101 messages over 13 pages: << Previous 1 2 3 4 5 6 7 ... 8 ... 12 13 Next >>
DavidW Hexaglot Senior Member United Kingdom Joined 6532 days ago 318 posts - 458 votes Speaks: English*, Spanish, French, Italian, Persian, Malay Studies: Russian, Arabic (Written), Portuguese, German, Urdu
| Message 57 of 101 22 September 2011 at 11:00pm | IP Logged |
Been a little busy. Will post an update tomorrow. David
1 person has voted this message useful
| Crush Tetraglot Senior Member ChinaRegistered users can see my Skype Name Joined 5871 days ago 1622 posts - 2299 votes Speaks: English*, Spanish, Mandarin, Esperanto Studies: Basque
| Message 58 of 101 23 September 2011 at 9:08am | IP Logged |
I tried to get bleualign running, but it gives me a file-access error (trying to read from an unopened file). It may be my version of Python, though.
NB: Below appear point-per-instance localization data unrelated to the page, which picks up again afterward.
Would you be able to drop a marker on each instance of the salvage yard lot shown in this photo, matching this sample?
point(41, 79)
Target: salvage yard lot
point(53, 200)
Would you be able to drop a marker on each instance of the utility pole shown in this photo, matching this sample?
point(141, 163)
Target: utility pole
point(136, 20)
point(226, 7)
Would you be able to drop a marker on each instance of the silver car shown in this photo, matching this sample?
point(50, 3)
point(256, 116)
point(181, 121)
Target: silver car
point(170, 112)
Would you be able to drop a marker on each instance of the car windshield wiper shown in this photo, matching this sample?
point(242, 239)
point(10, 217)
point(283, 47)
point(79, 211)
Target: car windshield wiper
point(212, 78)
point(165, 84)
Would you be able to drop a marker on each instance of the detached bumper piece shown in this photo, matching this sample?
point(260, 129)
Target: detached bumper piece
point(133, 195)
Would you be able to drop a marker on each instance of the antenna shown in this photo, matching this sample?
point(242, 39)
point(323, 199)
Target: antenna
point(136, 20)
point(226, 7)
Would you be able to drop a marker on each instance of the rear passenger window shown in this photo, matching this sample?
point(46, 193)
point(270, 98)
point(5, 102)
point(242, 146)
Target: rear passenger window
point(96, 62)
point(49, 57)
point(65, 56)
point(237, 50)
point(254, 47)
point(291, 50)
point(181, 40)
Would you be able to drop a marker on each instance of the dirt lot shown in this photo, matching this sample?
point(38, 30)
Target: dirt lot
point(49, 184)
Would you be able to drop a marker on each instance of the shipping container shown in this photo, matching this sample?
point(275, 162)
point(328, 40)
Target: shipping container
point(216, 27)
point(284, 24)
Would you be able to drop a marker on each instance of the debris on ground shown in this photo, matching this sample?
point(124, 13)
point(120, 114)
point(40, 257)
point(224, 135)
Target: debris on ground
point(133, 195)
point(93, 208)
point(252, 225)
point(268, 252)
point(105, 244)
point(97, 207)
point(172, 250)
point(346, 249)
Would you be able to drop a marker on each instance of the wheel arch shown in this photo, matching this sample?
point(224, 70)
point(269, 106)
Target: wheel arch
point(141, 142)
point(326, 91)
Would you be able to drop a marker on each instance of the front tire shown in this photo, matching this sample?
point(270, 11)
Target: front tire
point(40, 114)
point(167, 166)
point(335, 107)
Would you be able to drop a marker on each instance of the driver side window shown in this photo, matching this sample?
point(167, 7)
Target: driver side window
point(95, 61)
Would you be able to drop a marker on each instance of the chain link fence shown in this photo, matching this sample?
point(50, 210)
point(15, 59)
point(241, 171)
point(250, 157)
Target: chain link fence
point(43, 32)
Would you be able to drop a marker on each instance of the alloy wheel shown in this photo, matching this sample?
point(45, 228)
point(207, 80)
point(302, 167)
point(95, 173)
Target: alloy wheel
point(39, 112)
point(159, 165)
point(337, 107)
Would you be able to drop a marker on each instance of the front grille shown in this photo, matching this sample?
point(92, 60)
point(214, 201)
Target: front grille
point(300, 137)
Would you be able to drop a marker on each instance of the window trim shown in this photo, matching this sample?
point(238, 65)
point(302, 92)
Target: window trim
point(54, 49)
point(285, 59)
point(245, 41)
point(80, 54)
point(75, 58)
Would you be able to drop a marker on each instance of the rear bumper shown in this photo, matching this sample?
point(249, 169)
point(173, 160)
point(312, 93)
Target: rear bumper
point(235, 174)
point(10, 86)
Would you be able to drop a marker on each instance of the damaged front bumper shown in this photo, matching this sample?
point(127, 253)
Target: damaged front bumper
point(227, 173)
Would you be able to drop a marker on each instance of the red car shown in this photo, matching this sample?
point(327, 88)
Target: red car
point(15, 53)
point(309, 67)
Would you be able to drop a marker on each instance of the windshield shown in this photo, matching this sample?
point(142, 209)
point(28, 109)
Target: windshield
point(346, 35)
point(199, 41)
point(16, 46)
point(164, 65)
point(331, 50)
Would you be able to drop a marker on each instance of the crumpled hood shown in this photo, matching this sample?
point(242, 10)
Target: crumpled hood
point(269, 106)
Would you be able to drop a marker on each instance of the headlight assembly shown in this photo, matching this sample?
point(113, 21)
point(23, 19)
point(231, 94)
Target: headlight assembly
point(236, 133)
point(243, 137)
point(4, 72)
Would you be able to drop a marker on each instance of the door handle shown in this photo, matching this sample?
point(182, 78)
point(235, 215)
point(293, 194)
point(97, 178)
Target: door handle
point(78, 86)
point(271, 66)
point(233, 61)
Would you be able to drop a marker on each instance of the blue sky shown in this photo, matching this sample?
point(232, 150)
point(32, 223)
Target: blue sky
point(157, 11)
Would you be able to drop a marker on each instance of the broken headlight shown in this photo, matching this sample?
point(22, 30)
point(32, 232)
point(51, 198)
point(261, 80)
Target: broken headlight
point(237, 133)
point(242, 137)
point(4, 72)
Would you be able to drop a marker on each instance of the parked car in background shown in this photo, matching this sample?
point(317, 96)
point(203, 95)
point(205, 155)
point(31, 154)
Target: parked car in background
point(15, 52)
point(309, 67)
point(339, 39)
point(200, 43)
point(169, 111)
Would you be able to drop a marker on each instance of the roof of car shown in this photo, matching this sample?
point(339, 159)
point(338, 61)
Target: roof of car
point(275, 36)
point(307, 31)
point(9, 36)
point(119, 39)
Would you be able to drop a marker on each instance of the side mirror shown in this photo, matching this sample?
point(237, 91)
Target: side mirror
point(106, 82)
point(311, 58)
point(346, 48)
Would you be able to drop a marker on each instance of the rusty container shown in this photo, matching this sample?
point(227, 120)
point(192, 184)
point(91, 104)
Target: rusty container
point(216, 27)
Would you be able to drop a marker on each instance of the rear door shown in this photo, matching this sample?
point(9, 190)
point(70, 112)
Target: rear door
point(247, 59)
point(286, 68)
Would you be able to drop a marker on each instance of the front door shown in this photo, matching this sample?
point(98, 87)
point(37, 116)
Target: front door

I'll try with 2.6. It really wouldn't be all that difficult to get google translations of texts, I split the file up into about ten parts and that worked for me.
1 person has voted this message useful
| DavidW Hexaglot Senior Member United Kingdom Joined 6532 days ago 318 posts - 458 votes Speaks: English*, Spanish, French, Italian, Persian, Malay Studies: Russian, Arabic (Written), Portuguese, German, Urdu
| Message 59 of 101 23 September 2011 at 8:06pm | IP Logged |
Starting to put some information together. Would have put this in the first post, but it seems I cannot edit it anymore.
--Aim--
Make an organised library of bilingual texts for the study of many languages, with links to matching audiobooks.
--Current Process--
1. REQUEST: You post a request for a book in this thread. If you can, please find copies of the texts online, and post the links. If the book is not available online, it can be scanned and OCRed.
2. AUTOMATIC ALIGNMENT: Once the texts are available, I will run the texts through a number of scripts I use, that can produce a fairly accurate sentence-by-sentence aligned text. The basic format is a table, with two columns, for each language, saved as an RTF file. Each sentance is placed in it's own cell. Paragraphs are marked by '***' placed in it's own cell. Alignment errors recognised by the scripts are represented by '###.'
3. EDIT: Next the texts need to be edited by hand, to clean up any alignment errors. In some cases, the translation can be edited to follow the meaning of the original text more closely, but this may create differences with existing audiobooks. If no audiobook yet exists for the traslation, or the translation is not intended to be the object of study, this is less of a problem.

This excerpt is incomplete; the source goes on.